Sunday, April 30, 2006
The new school proposal apparently is still in the preliminary design phase and viable options could be considered.
This is the focus of a small group of concerned architects and preservationists. The group is currently composed of Carl Abbott, Mollie Cardamone, James Bowen, Guy Peterson, Dick Clapp, Mark Ramaeker, Joe King, and Janice Green.
Members of the group have met twice with the School Board President and the Superintendent to discuss options and ideas. It appears that there is a willingness by the school leadership to consider options.
The architects have pointed out that historical designation would make a "restoration" proposal eligible for grants that could significantly reduce costs to the school system. They have also shown sketches that show how the Rudolph building could be used in a new campus layout.
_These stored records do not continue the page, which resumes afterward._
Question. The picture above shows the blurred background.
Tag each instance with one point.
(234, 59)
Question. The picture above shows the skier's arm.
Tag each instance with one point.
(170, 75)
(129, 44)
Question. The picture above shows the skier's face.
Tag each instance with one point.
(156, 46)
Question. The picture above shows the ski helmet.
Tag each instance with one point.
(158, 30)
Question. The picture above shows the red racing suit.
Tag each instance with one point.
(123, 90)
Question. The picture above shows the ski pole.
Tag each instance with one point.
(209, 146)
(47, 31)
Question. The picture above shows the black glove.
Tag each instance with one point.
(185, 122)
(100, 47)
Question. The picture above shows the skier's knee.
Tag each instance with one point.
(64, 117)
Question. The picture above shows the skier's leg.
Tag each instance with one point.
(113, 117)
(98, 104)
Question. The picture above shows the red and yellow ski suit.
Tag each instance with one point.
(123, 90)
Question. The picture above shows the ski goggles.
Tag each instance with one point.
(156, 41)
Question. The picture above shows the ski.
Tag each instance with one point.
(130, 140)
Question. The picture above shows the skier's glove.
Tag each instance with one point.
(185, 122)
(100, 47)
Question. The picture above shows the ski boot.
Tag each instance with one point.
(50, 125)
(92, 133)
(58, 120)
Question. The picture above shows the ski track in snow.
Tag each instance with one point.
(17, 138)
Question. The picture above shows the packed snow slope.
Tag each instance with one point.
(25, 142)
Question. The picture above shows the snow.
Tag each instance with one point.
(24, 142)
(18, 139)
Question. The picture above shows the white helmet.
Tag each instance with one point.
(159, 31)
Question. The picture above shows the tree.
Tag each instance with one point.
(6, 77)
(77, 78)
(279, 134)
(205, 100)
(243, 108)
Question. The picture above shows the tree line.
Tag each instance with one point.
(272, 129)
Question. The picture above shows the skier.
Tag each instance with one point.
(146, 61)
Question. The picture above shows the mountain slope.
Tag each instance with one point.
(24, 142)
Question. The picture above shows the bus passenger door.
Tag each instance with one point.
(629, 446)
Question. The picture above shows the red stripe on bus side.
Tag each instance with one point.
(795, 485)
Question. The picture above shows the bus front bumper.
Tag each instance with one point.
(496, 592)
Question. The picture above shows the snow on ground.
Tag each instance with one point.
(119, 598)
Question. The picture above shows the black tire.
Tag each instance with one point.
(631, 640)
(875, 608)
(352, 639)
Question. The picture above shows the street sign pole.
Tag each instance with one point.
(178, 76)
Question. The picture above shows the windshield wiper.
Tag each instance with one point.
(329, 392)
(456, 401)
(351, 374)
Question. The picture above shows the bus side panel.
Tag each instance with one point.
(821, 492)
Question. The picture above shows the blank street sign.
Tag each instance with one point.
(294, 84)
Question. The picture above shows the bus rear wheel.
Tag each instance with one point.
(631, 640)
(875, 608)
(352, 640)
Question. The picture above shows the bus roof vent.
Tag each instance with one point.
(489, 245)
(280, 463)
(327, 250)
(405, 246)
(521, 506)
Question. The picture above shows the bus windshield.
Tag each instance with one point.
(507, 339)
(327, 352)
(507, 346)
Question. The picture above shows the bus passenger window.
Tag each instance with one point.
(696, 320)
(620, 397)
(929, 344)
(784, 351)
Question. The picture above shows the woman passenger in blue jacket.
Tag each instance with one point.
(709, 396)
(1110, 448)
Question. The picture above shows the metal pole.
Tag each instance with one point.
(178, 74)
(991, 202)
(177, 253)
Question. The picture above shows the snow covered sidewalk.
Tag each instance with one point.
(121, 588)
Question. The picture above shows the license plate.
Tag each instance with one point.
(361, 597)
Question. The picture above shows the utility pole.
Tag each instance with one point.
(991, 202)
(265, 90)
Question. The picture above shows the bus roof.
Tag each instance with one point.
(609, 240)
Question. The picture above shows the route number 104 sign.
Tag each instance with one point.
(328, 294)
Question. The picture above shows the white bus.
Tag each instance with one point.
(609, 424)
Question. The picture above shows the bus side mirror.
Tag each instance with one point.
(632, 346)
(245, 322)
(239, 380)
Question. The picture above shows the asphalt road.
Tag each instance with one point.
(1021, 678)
The committee is hopeful that a way can be found that accomplishes the school systems needs for a new campus yet retains the historically significant Rudolph designed structure.
Wednesday, April 12, 2006
However the Sarasota School Board plans to tear down this structure as part of the plan to redesign and rebuild the Riverview Campus.
A consultant's report from September of 2004 describes an approach that could work for the proposed replacement. The consultant, Stuart Barger, indicates the School Board should "Plan on replacing all existing buildings on campus over time, with the exception of the original Rudolph buildings, which should be rehabilitated."
Recently a group of Sarasota architects and preservationists met to see what could be done to save the Rudolph buildings at Riverview - at least save the main building.
A recent SHT article about the proposed Riverview School plan quoted Timothy Rohan, assistant professor at the University of Massachusetts in Amherst, who wrote his doctoral dissertation on Rudolph during his Ph.D. work at Harvard University:
The loss of Sarasota's important built history is significant and we must find ways to preserve those important buildings that still exist.
In 1995, the county's historic resources department contracted with a preservation expert to conduct a Sarasota school of architecture survey, and about 300 buildings were identified. Of those included in the survey, 13 were identified as by Rudolph.
Since that survey, two of Rudolph's houses have been torndown. "I think that what's happening now, they're really going to regret 20 years down the line," said Rohan. "Everybody really regretted the demolition of Penn Station, and 20 years from now you're really going to regret all of this because you're not leaving any kind of built legacy."